The following lists events that happened during 1983 in Singapore.

Incumbents
 President: C. V. Devan Nair
 Prime Minister: Lee Kuan Yew

Events

January
1 January – The Trade Development Board is formed to promote trade, taking over the Timber Industry Board and the Department of Trade with responsibility for domestic trading of commodities handled by the Domestic Trade Section of the Ministry of Trade and Industry, and metrication taken over by the Singapore Institute of Standards and Industrial Research.
29 January – A disaster occurred on the Singapore Cable Car. As a result, 2 cable cars plunged, causing 7 fatalities.

March
 16 March – Two Chinese newspapers, the Nanyang Siang Pau and Sin Chew Jit Poh merged to become Lianhe Zaobao and Lianhe Wanbao.

April
 3 April – Trans-Island Bus Services starts operations as the second bus operator in Singapore, after the bus mergers of 1971 and 1974.Therefore, TIBS was renamed and reoperated as SMRT Buses in May 10, 2004.

May
 28 May – 6 June - Singapore hosts the 12th Southeast Asian Games.
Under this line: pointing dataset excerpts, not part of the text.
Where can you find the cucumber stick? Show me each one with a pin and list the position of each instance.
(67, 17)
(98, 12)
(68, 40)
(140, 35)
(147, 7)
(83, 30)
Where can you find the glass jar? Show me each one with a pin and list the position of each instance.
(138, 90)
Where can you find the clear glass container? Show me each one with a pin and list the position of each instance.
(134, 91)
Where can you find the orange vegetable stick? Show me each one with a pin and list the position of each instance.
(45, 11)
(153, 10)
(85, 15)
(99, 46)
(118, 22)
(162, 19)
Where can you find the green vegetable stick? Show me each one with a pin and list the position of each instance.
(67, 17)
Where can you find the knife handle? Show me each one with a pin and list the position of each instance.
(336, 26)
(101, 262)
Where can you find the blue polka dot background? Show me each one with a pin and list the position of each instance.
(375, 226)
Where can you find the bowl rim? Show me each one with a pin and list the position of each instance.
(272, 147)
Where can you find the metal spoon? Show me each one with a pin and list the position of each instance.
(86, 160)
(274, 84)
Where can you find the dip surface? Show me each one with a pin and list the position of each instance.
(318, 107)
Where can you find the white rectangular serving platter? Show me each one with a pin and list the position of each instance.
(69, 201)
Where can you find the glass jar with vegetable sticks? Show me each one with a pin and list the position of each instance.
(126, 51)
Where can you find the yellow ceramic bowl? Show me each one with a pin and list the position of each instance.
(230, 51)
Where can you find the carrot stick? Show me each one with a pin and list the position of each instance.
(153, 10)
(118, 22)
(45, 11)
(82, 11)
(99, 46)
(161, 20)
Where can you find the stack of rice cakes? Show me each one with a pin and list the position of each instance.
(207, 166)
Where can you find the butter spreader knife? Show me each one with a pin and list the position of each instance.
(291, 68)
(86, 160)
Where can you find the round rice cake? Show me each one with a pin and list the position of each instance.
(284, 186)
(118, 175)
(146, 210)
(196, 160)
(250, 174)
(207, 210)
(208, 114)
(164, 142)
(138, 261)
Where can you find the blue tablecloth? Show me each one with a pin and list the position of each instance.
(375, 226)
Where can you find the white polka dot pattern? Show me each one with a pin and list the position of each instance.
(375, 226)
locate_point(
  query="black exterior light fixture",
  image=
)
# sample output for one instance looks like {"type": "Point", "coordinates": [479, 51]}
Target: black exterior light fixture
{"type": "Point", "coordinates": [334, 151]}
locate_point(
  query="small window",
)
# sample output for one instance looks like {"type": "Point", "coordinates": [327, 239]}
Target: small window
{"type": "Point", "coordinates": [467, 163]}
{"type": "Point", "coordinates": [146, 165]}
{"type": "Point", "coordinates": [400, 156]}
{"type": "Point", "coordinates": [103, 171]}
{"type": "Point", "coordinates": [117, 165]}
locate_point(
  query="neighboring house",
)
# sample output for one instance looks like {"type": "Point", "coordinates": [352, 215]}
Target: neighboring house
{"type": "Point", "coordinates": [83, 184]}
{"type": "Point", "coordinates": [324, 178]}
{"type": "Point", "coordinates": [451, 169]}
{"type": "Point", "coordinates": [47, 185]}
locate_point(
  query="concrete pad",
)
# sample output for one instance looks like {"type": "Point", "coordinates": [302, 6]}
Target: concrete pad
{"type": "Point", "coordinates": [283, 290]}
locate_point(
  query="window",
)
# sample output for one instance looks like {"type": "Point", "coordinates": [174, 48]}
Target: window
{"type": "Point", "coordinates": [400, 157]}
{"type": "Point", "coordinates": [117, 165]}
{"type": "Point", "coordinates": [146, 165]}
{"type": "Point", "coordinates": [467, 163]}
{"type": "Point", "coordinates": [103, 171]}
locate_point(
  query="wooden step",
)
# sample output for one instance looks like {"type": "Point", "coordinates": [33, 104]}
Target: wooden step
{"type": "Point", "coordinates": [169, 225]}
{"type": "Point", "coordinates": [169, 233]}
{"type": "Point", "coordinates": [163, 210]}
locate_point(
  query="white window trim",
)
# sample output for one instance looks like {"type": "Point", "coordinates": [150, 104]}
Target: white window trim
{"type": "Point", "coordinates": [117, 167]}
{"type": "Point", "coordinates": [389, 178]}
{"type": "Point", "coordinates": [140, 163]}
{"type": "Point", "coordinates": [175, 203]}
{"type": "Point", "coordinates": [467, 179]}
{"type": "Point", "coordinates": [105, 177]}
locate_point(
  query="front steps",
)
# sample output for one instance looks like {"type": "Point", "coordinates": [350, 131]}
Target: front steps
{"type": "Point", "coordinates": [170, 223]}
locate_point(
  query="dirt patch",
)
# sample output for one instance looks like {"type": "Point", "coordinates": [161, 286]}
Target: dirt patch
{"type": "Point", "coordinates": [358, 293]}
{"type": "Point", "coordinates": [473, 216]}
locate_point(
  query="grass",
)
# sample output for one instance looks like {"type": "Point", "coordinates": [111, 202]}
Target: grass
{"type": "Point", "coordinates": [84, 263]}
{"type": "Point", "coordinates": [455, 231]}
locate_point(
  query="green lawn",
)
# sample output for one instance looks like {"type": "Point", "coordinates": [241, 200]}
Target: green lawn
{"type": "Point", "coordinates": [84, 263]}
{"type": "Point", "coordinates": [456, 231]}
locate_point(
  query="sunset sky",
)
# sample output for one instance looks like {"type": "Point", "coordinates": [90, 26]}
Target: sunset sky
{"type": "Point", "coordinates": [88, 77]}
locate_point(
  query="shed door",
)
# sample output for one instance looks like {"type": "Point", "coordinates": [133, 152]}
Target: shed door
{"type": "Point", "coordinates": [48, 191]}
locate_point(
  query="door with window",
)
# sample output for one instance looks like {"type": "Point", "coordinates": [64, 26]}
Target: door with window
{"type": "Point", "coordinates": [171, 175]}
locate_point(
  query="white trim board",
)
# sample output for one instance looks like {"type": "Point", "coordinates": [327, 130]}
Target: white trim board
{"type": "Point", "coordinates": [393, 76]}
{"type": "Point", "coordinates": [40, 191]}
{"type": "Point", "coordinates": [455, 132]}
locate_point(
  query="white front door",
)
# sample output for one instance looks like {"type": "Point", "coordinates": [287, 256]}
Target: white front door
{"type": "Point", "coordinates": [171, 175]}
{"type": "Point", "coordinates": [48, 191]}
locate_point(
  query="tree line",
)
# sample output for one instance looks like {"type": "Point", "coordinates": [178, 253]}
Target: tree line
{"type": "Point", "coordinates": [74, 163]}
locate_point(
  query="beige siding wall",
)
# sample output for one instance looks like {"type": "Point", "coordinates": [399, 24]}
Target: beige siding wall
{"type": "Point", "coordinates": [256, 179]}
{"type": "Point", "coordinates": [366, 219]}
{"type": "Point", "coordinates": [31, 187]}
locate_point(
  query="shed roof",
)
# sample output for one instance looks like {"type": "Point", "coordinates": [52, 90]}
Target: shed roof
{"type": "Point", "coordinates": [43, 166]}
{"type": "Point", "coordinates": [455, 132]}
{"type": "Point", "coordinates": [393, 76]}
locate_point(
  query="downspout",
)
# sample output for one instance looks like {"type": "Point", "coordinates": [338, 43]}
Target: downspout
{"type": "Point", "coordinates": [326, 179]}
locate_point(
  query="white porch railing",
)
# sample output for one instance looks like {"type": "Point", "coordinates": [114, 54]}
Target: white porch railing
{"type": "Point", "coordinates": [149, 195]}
It clinched fourth place with a total of 134 medals.

July
 11 July – Fandi Ahmad signs for FC Groningen.
 23 July - National Service conscript Sek Kim Wah and his accomplice Nyu Kok Meng went to rob a rich businessman and his family who lived in Andrew Road. Sek murdered three of the victims (which included the businessman, his wife and the family maid), with the remaining two hostages (the businessman's young daughter and the girl's tuition teacher) being released by Nyu, who protected them from Sek's murderous rampage, which would make headlines nationwide and brought shock to Singaporeans in 1983. Sek, who was also involved in an unrelated double murder that occurred a month earlier, was later arrested and sentenced to death for the five murders. Nyu, who turned himself in, was subsequently incarcerated for life and caned 6 strokes for armed robbery after the prosecution decided to dismiss the murder charges against him since he did not partake in the killings Sek committed. Sek was eventually hanged in Changi Prison Complex on 9 December 1988.

August
1 August – The Singapore Broadcasting Corporation launches SBCtext on SBC 5 and SBC 8.

September
9 September – The Community Chest of Singapore is launched by Ee Peng Liang. This is followed by the start of fund-raising efforts two days later.
16 September – Mitsukoshi Garden reopens as CN West Leisure Park.

October
22 October – The first phase of the MRT system starts construction.

December
3 December – David Bowie and his band visit Singapore as part of the 1983 Serious Moonlight Tour.
30 December – NOL's new building is officially opened.

Date unknown
 100plus, a sports drink was launched to commemorate F&N's 100th anniversary.

Births
 19 January – Sylvester Sim, Singer, runner-up of Singapore Idol (Season 1).
 31 January – Maia Lee, Singer, contestant of Singapore Idol (Season 1).
 11 March – Kate Pang, Actress.
 25 April – Joanne Peh, Actress.
 16 June – He Ting Ru, Politician.
 11 July - Kelly Poon,  Singer. 
 18 August – Tay Kewei, Singer.
 23 December – Tin Pei Ling, Politician.

Deaths
 16 February – Wong Lin Ken, former Minister for Home Affairs (b. 1931).
 23 March – Han Hoe Lim, physician and politician (b. 1894).
 30 June – Choo Seng Quee, footballer (b. 1914).
 1 July – Cheong Soo Pieng, artist (b. 1917).
 14 October – Hon Sui Sen, former Minister for Finance (b. 1916).